Got a head for heights? If so, Canada's CN Tower—the tallest freestanding structure in the Western Hemisphere—is a heart-pounding must-see. Opened in August 2011, its ‘EdgeWalk’ experience allows thrill-seekers to dangle over the edge of a five-foot ledge encircling the tower’s roof, 1,168 feet above Toronto’s bustling streets. The 360-degree galvanized steel frame uses 36 protruding arms to support the bold walkers that venture its ledge. This one definitely brings new meaning to “Look ma, no hands!”
Ray’s MTB Indoor Park is the perfect playground for honing bike skills in the off-season. Whether simply improving your balance for tight turns on the road, or opening up the chest, knees and elbows to stick bumpy dirt courses, this cavernous, two-story industrial complex is sure to satisfy. The 130,000-square-foot wonderland brings the singletrack indoors with fresh lines each season, always keeping in play great pump tracks, jump lines, foam pits and, above all, expertly-crafted flows.

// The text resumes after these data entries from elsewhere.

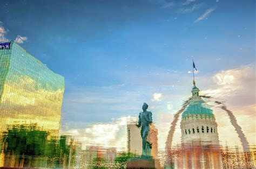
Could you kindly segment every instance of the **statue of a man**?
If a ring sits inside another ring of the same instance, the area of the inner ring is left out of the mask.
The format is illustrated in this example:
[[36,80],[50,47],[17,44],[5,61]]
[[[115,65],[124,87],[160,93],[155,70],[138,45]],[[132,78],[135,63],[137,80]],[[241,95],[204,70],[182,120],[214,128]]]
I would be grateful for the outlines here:
[[150,130],[150,126],[152,123],[152,112],[147,111],[149,105],[144,103],[142,106],[143,112],[139,113],[138,127],[142,126],[140,134],[142,137],[142,156],[151,156],[151,144],[147,140],[147,136]]

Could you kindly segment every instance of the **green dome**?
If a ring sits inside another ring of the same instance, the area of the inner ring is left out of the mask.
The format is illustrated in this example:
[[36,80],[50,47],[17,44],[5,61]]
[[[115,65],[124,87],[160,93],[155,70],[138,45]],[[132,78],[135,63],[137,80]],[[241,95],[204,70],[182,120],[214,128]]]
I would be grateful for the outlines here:
[[190,102],[190,104],[182,114],[182,118],[186,118],[190,115],[205,115],[209,117],[214,116],[212,110],[207,107],[203,100]]
[[184,118],[190,115],[205,115],[207,117],[213,117],[212,110],[208,107],[205,102],[199,96],[199,89],[195,86],[192,88],[192,97],[189,101],[189,105],[182,114]]

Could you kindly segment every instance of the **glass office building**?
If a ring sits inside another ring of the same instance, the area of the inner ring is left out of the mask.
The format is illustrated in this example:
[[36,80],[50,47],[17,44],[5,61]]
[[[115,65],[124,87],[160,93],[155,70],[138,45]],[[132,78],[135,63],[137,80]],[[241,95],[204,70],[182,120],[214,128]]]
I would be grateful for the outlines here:
[[6,44],[0,44],[0,132],[32,124],[58,136],[64,77],[16,43]]

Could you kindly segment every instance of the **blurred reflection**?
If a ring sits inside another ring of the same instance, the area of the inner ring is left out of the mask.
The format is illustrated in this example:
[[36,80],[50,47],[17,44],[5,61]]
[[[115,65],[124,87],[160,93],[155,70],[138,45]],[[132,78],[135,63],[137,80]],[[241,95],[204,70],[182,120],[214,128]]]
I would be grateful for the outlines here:
[[36,125],[10,126],[1,138],[1,166],[62,167],[73,165],[76,146],[72,139],[51,137]]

In 2006, the U.S.S. Oriskany came out of retirement 22.5 miles off the coast of Florida. Its new mission: Provide barnacles and sea creatures with a murky new home and, in the process, divers of all skill levels with fresh adventure. The aircraft carrier is 911 feet long, and weighs 32,000 tons, making it the largest ship intentionally sunk as an artificial reef. The Oriskany sits in about 215 feet of water, which means divers will first encounter her tower at around 84 feet. Below, they can explore the historic decks, hangars and sunken corridors of the Vietnam-era ship in the relative comfort of clear, warm Gulf Stream waters.
With five snow-packed slopes (the longest of which is 400 meters) and the world’s first indoor black diamond run, Ski Dubai defies its sub-tropical environment. The massive facility is 25 stories high, and can accommodate 1,500 guests. It boasts ski, snowboard and toboggan rentals and a 3,000-square-meter snow park that's just for play. Despite average summer temperatures of 104 degrees and an average humidity of 80-90%, this impressive complex keeps its cool.

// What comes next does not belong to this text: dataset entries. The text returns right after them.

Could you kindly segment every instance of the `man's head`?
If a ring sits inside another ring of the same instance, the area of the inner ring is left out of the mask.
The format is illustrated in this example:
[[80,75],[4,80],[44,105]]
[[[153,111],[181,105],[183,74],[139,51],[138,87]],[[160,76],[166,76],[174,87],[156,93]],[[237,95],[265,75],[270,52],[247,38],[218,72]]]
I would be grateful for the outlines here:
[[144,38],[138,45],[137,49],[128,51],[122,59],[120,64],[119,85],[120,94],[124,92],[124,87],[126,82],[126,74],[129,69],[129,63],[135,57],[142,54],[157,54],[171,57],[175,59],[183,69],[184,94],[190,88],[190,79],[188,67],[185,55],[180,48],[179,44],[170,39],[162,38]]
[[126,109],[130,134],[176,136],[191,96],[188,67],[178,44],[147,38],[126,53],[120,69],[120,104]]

Wave Garden uses a revolutionary wing-like sled, which, when towed beneath the water, creates glassy curls, tubes and rolls that build in height and muscle as they accumulate. Unlike other artificial waves, it generates real moving waves instead of standing waves, making it the closest and most versatile imitation of the ocean out there. A 5-plus-foot wave will ripple for over a mile-and-a-half when unobstructed by shore or obstacle. So far, the tech has only been installed in a top-secret testing facility in Spain's Basque Country (open only to the pros), but once it's perfected, it will be transferable to any lake, lagoon, reservoir, or pond. Surf’s up, always!
This Scottish compound is the largest indoor ice climbing facility in the world, providing ice climbers of all levels a controlled environment in which to brush up on their ice-picking technique (it's a precise balance: too much force and you'll crack the ice; too little, and you won't have enough of a hold to climb). The frosty façade is so massive the designers had to pour a 15-meter thick concrete slab to hold up the 500 tons of manmade snow comprising the routes. Each of the 25 lines are hand-packed and manipulated to simulate outdoor conditions, where routes change shape constantly due to unpredictable weather. The room is kept below freezing, with a rotating heat loop that recreates natural freeze and thaw cycles. For fair weather types, Ice Factor also has an indoor bouldering area, an outdoor climbing tower and a roped climbing wall.